Frame Interpolation with Multi-Scale Deep Loss Functions and Generative Adversarial Networks
This work addresses video frame interpolation for computer vision applications, offering a significant speed improvement over existing methods.
The paper tackles frame interpolation by introducing a multi-scale generative adversarial network (FIGAN) that improves both accuracy and runtime. It achieves state-of-the-art accuracy and visual quality comparable to the best method while running 47 times faster.
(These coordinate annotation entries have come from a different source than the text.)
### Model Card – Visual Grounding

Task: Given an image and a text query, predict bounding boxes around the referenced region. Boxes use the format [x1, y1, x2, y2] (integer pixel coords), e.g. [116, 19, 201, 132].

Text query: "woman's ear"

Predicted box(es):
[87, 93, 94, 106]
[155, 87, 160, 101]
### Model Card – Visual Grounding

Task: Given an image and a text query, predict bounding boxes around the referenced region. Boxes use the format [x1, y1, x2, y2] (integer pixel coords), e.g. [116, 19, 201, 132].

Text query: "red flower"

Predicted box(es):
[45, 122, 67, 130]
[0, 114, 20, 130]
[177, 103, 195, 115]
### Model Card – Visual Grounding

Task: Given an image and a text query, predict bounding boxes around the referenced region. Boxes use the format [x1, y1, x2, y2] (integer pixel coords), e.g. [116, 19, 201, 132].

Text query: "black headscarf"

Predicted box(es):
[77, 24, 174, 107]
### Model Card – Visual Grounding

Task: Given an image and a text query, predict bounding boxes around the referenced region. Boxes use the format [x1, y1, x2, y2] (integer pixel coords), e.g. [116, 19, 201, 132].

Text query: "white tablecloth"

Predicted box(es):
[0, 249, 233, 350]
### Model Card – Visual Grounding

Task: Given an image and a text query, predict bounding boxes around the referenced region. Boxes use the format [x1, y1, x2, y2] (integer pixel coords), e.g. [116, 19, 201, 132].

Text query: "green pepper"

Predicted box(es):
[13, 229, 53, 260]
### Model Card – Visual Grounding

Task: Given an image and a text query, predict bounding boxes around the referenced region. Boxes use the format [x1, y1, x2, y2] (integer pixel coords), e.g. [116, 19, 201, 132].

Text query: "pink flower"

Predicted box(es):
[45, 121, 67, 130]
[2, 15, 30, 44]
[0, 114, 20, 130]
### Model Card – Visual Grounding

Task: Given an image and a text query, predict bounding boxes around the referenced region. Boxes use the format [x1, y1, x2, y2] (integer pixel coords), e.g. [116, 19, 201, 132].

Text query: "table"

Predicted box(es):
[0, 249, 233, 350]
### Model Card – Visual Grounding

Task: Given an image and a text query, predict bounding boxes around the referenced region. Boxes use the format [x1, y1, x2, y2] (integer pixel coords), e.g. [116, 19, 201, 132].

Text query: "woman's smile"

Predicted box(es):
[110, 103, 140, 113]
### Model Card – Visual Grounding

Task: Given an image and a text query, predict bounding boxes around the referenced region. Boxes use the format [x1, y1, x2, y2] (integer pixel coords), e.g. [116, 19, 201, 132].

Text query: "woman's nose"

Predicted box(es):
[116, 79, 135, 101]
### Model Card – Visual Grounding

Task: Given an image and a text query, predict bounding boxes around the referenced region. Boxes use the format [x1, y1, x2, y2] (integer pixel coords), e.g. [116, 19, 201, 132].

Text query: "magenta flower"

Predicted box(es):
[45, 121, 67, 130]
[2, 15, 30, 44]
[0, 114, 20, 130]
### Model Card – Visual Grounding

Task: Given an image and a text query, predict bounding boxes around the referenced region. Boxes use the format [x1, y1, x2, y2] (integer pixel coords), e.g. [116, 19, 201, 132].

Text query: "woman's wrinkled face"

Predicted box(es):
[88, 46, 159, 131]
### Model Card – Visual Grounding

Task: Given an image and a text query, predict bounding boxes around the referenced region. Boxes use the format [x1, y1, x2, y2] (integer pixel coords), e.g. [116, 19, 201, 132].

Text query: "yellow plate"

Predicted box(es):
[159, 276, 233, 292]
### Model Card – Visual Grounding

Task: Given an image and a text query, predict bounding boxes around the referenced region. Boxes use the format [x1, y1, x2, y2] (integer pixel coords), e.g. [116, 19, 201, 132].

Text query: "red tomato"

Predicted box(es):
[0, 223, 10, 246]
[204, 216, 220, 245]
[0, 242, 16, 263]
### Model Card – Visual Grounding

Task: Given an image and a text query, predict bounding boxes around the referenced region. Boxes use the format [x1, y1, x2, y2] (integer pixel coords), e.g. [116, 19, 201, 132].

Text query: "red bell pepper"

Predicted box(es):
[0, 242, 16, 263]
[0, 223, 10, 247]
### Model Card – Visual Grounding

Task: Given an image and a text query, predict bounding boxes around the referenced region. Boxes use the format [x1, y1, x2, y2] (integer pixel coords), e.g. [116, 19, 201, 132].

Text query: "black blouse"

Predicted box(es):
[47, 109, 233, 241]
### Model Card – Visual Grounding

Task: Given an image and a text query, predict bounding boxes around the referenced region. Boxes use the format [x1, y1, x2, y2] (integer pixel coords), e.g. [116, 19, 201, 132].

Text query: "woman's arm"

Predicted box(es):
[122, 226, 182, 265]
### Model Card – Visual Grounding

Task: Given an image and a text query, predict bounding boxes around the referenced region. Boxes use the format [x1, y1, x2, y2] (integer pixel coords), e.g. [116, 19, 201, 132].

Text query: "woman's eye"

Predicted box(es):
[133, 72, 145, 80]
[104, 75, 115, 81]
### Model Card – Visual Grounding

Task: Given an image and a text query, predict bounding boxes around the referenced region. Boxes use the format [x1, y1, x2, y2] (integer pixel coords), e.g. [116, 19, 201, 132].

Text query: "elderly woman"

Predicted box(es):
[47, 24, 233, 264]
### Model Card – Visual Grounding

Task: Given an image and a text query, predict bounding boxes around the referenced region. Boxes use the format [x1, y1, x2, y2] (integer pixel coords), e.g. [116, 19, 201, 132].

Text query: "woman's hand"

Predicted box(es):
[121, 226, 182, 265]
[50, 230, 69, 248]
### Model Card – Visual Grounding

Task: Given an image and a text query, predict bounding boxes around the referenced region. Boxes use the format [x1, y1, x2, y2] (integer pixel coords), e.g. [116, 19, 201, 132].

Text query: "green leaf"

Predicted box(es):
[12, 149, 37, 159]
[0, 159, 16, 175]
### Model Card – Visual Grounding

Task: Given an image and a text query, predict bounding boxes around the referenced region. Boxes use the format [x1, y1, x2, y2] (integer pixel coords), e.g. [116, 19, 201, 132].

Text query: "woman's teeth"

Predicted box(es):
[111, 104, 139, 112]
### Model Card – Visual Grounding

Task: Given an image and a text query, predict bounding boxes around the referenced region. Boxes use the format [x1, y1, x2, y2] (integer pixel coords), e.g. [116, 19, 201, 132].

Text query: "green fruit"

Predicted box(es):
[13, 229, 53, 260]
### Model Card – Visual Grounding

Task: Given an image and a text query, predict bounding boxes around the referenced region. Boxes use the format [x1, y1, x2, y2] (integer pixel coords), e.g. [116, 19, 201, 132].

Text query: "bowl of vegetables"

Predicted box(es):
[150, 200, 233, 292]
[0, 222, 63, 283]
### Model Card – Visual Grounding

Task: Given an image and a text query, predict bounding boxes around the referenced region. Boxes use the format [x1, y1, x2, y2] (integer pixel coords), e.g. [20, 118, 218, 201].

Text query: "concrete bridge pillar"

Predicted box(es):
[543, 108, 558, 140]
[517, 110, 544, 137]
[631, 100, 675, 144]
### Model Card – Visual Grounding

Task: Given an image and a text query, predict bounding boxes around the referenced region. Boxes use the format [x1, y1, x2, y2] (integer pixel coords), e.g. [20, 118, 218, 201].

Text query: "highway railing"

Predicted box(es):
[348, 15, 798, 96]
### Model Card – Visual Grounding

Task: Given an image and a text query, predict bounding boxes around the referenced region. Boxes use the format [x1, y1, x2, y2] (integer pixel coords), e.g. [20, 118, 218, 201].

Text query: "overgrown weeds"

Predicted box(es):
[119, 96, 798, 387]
Frame interpolation attempts to synthesise frames given one or more consecutive video frames. In recent years, deep learning approaches, and notably convolutional neural networks, have succeeded at tackling low- and high-level computer vision problems including frame interpolation. These techniques often tackle two problems, namely algorithm efficiency and reconstruction quality. In this paper, we present a multi-scale generative adversarial network for frame interpolation (\mbox{FIGAN}). To maximise the efficiency of our network, we propose a novel multi-scale residual estimation module where the predicted flow and synthesised frame are constructed in a coarse-to-fine fashion. To improve the quality of synthesised intermediate video frames, our network is jointly supervised at different levels with a perceptual loss function that consists of an adversarial and two content losses. We evaluate the proposed approach using a collection of 60fps videos from YouTube-8m. Our results improve the state-of-the-art accuracy and provide subjective visual quality comparable to the best performing interpolation method at x47 faster runtime.